Open-Access: This article is an open-access article that was selected by an in-house editor and fully peer-reviewed by external reviewers. It is distributed in accordance with the Creative Commons Attribution NonCommercial (CC BY-NC 4.0) license, which permits others to distribute, remix, adapt, build upon this work non-commercially, and license their derivative works on different terms, provided the original work is properly cited and the use is non-commercial. See: https://creativecommons.org/Licenses/by-nc/4.0/

Corresponding author: Sam Xianjun Cheng, MD, MSc, PhD, Associate Professor, Attending Doctor, Department of Pediatric Gastroenterology, Hepatology, and Nutrition, University of Florida Shands Children’s Hospital, 1600 SW Archer Road, HD 600, Gainesville, FL 32608, United States. sam.cheng@ufl.edu

Received: October 2, 2023
Peer-review started: October 2, 2023
First decision: November 12, 2023
Revised: December 1, 2023
Accepted: January 2, 2024
Article in press: January 2, 2024
Published online: January 21, 2024

ARTICLE HIGHLIGHTS

Research background

Treatment of diarrhea such as cholera remains a global challenge.

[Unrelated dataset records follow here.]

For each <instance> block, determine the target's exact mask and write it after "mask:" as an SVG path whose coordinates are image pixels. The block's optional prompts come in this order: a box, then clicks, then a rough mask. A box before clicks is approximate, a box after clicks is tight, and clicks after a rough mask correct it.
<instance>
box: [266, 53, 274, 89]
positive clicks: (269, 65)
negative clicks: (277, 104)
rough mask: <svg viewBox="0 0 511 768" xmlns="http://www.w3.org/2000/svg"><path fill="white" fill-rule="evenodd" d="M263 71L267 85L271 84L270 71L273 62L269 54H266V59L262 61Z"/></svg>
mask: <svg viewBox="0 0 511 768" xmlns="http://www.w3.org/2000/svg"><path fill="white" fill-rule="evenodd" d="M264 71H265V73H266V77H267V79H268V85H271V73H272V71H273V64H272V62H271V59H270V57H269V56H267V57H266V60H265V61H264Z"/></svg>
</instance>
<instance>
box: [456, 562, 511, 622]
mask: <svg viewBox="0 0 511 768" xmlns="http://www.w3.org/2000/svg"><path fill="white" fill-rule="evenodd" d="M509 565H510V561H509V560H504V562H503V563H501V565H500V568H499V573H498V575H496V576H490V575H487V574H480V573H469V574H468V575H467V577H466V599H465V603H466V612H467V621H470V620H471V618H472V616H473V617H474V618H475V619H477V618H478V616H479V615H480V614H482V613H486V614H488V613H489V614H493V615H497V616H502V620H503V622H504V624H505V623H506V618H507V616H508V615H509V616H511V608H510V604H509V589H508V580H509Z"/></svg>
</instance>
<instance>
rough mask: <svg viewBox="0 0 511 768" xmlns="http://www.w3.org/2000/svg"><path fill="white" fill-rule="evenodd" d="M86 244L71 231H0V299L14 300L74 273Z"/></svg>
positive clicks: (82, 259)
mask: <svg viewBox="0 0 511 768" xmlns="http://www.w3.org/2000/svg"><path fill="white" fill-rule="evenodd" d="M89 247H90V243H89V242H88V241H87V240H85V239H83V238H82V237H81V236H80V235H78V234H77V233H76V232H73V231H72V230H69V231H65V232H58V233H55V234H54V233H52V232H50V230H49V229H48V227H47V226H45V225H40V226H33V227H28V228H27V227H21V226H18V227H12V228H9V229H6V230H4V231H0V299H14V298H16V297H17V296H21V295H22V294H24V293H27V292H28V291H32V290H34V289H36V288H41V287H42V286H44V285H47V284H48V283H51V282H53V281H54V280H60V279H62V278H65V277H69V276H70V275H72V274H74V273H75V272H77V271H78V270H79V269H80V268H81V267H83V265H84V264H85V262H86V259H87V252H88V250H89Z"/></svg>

Cholera toxin (CTX) produces diarrhea through direct epithelial action and indirectly by activating the enteric nervous system. Calcium-sensing receptor (CaSR) is present in both tissues and, when activated, inhibits both actions. The latter has been well documented in vitro but not in vivo. Thus, the present study tested whether activating intestinal epithelial or neuronal CaSR inhibits diarrhea in vivo.

Research motivation

Acute infectious diarrhea remains among the top causes of morbidity and death in the world. Most of the morbidity and mortality is not due to infection but dehydration. Accordingly, how to effectively reduce the fluid loss from acute diarrhea offers a major opportunity for improving global health.

Research objectives

The objective of the present study was to determine whether CaSR agonists ameliorate secretory diarrhea evoked by CTX in wild type mice, epithelial-specific CaSR knockout mice (^villinCre/Casr^flox/flox) and neuronal-specific CaSR knockout mice (^nestinCre/Casr^flox/flox).

Research methods

To realize the objectives, CTX was administered orally to C57BL/6 mice to induce secretory diarrhea while calcium and calcimimetic R568 were employed to activate CaSR. To maximize their local intestinal actions, calcium was administered luminally via oral rehydration solution (ORS) whereas R568 was applied serosally using an intraperitoneal route. To verify that their actions resulted from the intestinal epithelium and enteric neurons, effects were also examined on two Cre-lox intestine-specific CaSR knockouts. Diarrhea outcome was measured biochemically by monitoring changes in fecal Cl^- or clinically by assessing stool consistency and weight loss.

Research results

CTX induced secretory diarrhea, as evidenced by increases in fecal Cl^-, stool consistency, and weight loss following CTX exposure. Calcium and R568 each ameliorated CTX-induced secretory diarrhea in wild type mice but not in either knockout mouse model.

Research conclusions

Based on the present study, we propose that activating intestinal epithelial or neuronal CaSR can inhibit secretory diarrhea in vivo. Adding calcium to ORS or using calcimimetic to activate intestinal CaSR might represent a novel approach for treating secretory diarrheal diseases in humans.

Research perspectives

Future research should be directed to conduct randomized clinical trials utilizing calcium or calcimimetics to treat cholera and other secretory diarrheal diseases in humans.